Je m’installe à côté d’Hamjello, assis au comptoir bas qui entoure la scène. On est pas mal à portée de main de l’action. La place est pas très remplie, mais y’a plusieurs dounes qui dansent en alternance. Une fois nos bocks servis (de la Canadian à $4), on admire les formes de Georgette (nom fictif), une mince blanche d’environ 19 ans (âge fictif) qui danse sans entrain en regardant dans le vide, sans vraiment se donner. On applaudit quand même après sa performance. Elle est pas mal jolie (pis dans la vraie vie je préfère nettement les ptits seins), mais elle pourrait manger du gâteau un peu plus souvent.

Le gars qui parle dans le micro/disc-jockey annonce la venue imminente de Poulette (nom fictif). Alors là, on a droit à la totale : une noiraude avec des bonnes fesses, sensual à souhait, qui prend son temps, qui lisse le poteau soigneusement de bas en haut, avec toute son imagination. On applaudit souvent. Devant l’enthousiasme d’Hamjello, bave aux yeux, elle se met dos à lui à quatre pattes et agite ses bonnes fesses comme pour faire du vent vers sa grosse face enchantée. Il tape sur le comptoir avec sa grosse main en criant. Poulette se retourne, s’allonge devant lui, se fait glisser vers lui et installe ses jambes sur les épaules dodues d’Hamjello. Elle attrape ses cheveux gras et gémit tout haut, puis s’avance encore plus près et commence à se doigter furieusement à 20 centimètres du nez de mon acolyte. Toute la salle les fixe. Je ris très fort. Je me demande si elle va pas lui gicler dans la bouche, mais non, elle se retire. La toune est finie. L’animateur dit : «C’était Poulette, on applaudit Pouuuuuulette». Hamjello applaudit avec ses grosses pattes moites, ça fait plof plof plof.

Poulette vient parler avec lui, et l’entraîne vers un coin discret pour une performance personnalisée ($10).

Il revient un peu plus tard, souriant. On prend des shots avec la serveuse, qui se promène avec un cabaret de tubes plein d’alcool. Elle choisit une framboise-vodka, le gros prend une téquila poche pis moi un maître Jäger ($3,75 le tube).

Pour se reposer les yeux on va jouer au billard. Georgette passe à côté de nous tounue la voulve à l’air, avec 2 boîtes de pizza pour aller s’asseoir avec ses autres amies tounues manger tranquilles.

Y’a une mulâtre qui parle français. Hamjello plein de courage et d’assurance s’approche avec sa baguette et dit «Heille, t’es Québécoise!» Elle répond : «Oui mais pas maintenant, ça me tente pas». Hamjello déçu revient la baguette entre les jambes. J’en profite pour le démolir au billard.

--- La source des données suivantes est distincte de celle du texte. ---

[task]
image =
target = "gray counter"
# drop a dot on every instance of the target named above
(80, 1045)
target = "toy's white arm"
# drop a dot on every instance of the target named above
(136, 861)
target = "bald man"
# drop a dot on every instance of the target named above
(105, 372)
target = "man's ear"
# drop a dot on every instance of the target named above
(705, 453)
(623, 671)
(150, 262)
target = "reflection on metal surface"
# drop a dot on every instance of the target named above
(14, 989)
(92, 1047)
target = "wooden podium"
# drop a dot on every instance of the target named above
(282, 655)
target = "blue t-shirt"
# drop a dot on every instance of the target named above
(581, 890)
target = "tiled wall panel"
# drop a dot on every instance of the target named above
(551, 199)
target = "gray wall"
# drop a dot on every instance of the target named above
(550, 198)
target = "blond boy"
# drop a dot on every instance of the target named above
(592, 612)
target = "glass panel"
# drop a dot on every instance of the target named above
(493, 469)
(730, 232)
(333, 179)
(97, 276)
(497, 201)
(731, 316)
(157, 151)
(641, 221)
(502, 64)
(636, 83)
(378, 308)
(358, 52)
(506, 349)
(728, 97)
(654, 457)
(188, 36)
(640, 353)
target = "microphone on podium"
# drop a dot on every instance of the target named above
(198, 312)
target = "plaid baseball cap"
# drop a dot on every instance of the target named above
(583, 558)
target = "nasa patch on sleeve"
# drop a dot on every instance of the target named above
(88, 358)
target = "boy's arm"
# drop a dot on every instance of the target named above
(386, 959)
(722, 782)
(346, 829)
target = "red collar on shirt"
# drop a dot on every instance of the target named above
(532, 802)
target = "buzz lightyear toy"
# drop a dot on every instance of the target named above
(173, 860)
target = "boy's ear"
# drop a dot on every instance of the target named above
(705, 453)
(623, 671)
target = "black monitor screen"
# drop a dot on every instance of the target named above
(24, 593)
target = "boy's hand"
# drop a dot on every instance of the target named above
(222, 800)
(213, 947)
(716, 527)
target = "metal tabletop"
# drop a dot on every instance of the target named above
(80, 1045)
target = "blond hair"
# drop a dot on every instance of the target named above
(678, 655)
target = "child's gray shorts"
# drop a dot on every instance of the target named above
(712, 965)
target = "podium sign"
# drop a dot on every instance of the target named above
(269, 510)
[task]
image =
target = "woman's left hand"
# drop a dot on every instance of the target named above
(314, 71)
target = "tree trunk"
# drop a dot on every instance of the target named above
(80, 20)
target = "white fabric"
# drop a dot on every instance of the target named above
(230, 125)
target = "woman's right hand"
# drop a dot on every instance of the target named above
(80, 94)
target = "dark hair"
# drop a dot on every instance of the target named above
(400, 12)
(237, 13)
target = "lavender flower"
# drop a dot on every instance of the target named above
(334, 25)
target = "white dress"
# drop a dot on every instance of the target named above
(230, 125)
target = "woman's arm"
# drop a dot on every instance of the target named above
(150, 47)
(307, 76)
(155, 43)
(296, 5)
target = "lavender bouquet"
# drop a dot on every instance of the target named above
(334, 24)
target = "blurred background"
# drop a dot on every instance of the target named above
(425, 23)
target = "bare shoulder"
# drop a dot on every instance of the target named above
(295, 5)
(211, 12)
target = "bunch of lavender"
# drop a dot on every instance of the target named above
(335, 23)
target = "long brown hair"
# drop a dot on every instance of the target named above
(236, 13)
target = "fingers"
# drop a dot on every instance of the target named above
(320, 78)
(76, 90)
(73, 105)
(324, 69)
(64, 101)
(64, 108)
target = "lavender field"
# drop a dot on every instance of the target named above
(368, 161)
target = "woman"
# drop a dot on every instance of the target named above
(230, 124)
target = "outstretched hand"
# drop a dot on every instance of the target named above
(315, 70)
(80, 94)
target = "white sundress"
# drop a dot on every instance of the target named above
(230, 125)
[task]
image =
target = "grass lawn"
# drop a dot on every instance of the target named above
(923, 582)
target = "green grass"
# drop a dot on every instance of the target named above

Plusieurs bocks plus tard ($4 + $4 + $4 +…) on assiste au spectacle de Maman Toton (nom réel), mi-quarantaine fière, une femme qui elle a mangé plein de gâteaux au beurre, une pro qui blague en dansant, qui sourit en faisant plein de tours du poteau avec un seul élan. Maman Toton tu peux nous adopter quand tu veux.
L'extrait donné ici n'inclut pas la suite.